Weihnachtsschmuck zum Heizen: Christbaum vor Wiener Rathaus gefällt

28 Meter hohe Fichte aus Kärnten liefert bald Fernwärme und Strom. Aufbauarbeiten für Eistraum starten.

Der Christbaum vor dem Wiener Rathaus ist Geschichte: Kurz nach 9.00 Uhr am Freitag hieß es "Baum fällt" und die 28 Meter hohe Fichte aus Kärnten krachte auf den abgesperrten Bereich am Platz. "Diesem Baum geht es wie allen anderen Wiener Christbäumen: Er wird verbrannt", sagte der stellvertretende Leiter des Forstamts der Stadt Wien, Herbert Weidinger, zur APA.

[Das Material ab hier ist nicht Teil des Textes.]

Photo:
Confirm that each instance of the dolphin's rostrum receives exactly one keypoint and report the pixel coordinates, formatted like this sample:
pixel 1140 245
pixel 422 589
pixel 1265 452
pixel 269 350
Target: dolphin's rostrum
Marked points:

Denn die ausgedienten Weihnachtsbäume werden in Wien thermisch verwertet. Im vergangenen Jahr wurden 757 Tonnen bzw. 173.000 Christbäume an den 534 Sammelstellen abgegeben. Die daraus produzierte Energie reicht aus, um einen Monat lang etwa 1.000 Haushalte mit Strom und 2.500 Haushalte mit Fernwärme zu versorgen.

Bevor der bekannteste Wiener Christbaum den Weg zur Müllverbrennungsanlage antreten konnte, entfernten Mitarbeiter der MA 49 (Forst- und Landwirtschaftsbetrieb der Stadt Wien) die Lichterketten und zerkleinerten den Baum. Sobald die Fichte abtransportiert ist, wird mit den Aufbauarbeiten für den Wiener Eistraum begonnen, der ab 18. Jänner erstmals auf zwei Ebenen zum Schlittschuhlaufen einlädt.

 

Eine Woche länger bleibt der Christbaum vor dem Schloss Schönbrunn erhalten. Die 18 Meter hohe Salzburger Fichte wird erst kommenden Freitag gefällt und an die Elefanten des Tiergartens verfüttert.